Where there is no face scanning, there can be no unlawful use of biometrics. A U.S. District Court granted Facebook’s motion for summary judgment as part of ongoing litigation against the social media company for alleged violations of Illinois’s Biometric Information Privacy Act (“BIPA”). In one of the suits, Plaintiff Gullen (a non-user of Facebook) alleged that a single photo of him uploaded onto an organizational page (as opposed to a personal page) was scanned, mapping his biometric identifiers without the notice and consent required under BIPA. The order granting summary judgment hinged on one undisputed fact: Facebook did not scan the photo at issue.
Facebook supported its motion for summary judgment with a declaration from an engineer stating that “facial recognition is not performed on photos that are posted on business or other organization Facebook Pages.” The Court rejected Gullen’s argument that he was entitled to further discovery on the issue, noting that Gullen had been in possession of the information supporting Facebook’s position long before he conducted discovery on the matter. The Court also found that the record supported Facebook’s assertions on its practices for organizational pages, and that any alleged inconsistencies did “not bear the weight Gullen puts on it ….”
BIPA imposes duties on companies that collect, process, or store biometric data, including providing notice and obtaining informed consent. Illinois’s BIPA provides a private right of action which has undergone significant litigation in Illinois, New York, and California courts. Washington and Texas have similar laws, but can only be enforced by the state Attorney General, and no actions have been brought in either state to date.
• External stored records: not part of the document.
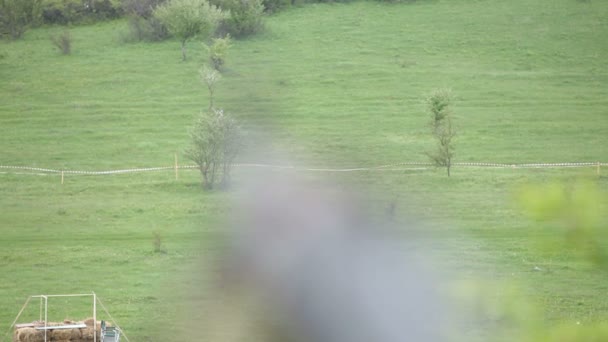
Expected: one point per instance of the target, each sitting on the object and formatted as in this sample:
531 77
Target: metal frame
45 299
46 303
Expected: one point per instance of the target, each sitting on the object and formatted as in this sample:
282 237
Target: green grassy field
332 85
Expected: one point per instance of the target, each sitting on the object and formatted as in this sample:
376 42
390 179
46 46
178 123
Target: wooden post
176 168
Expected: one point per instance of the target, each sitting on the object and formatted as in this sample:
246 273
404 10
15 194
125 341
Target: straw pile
31 334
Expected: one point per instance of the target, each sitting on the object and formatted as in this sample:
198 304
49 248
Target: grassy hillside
334 85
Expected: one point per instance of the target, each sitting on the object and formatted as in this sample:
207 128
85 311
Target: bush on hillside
145 29
141 8
75 11
245 17
143 26
218 50
16 16
63 42
272 6
187 19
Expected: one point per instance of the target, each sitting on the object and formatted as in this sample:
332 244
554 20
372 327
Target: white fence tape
389 167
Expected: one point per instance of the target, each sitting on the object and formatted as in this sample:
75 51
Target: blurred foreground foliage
571 216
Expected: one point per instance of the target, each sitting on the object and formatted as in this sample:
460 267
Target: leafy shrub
145 29
76 11
141 8
16 16
218 50
63 42
142 23
186 19
272 6
245 17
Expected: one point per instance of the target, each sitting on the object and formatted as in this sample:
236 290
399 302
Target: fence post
176 168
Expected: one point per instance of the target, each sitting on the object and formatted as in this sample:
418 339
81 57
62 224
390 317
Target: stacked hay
31 334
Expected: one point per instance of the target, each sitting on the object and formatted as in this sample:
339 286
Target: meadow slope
333 85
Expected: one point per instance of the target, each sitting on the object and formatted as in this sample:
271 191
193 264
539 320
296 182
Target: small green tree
16 16
439 103
210 77
215 143
186 19
218 50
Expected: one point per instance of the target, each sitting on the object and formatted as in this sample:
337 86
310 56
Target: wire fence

While Gullen’s case was dismissed, a related consolidated class action In re Facebook Biometric Privacy Litigation continues. Having survived multiple motions to dismiss, as it enters the summary judgment phase, In re Facebook may ultimately provide greater clarity on BIPA’s application, particularly the statute’s extraterritorial reach and in what instances consumers have sufficient notice prior to collection of their biometric identifiers.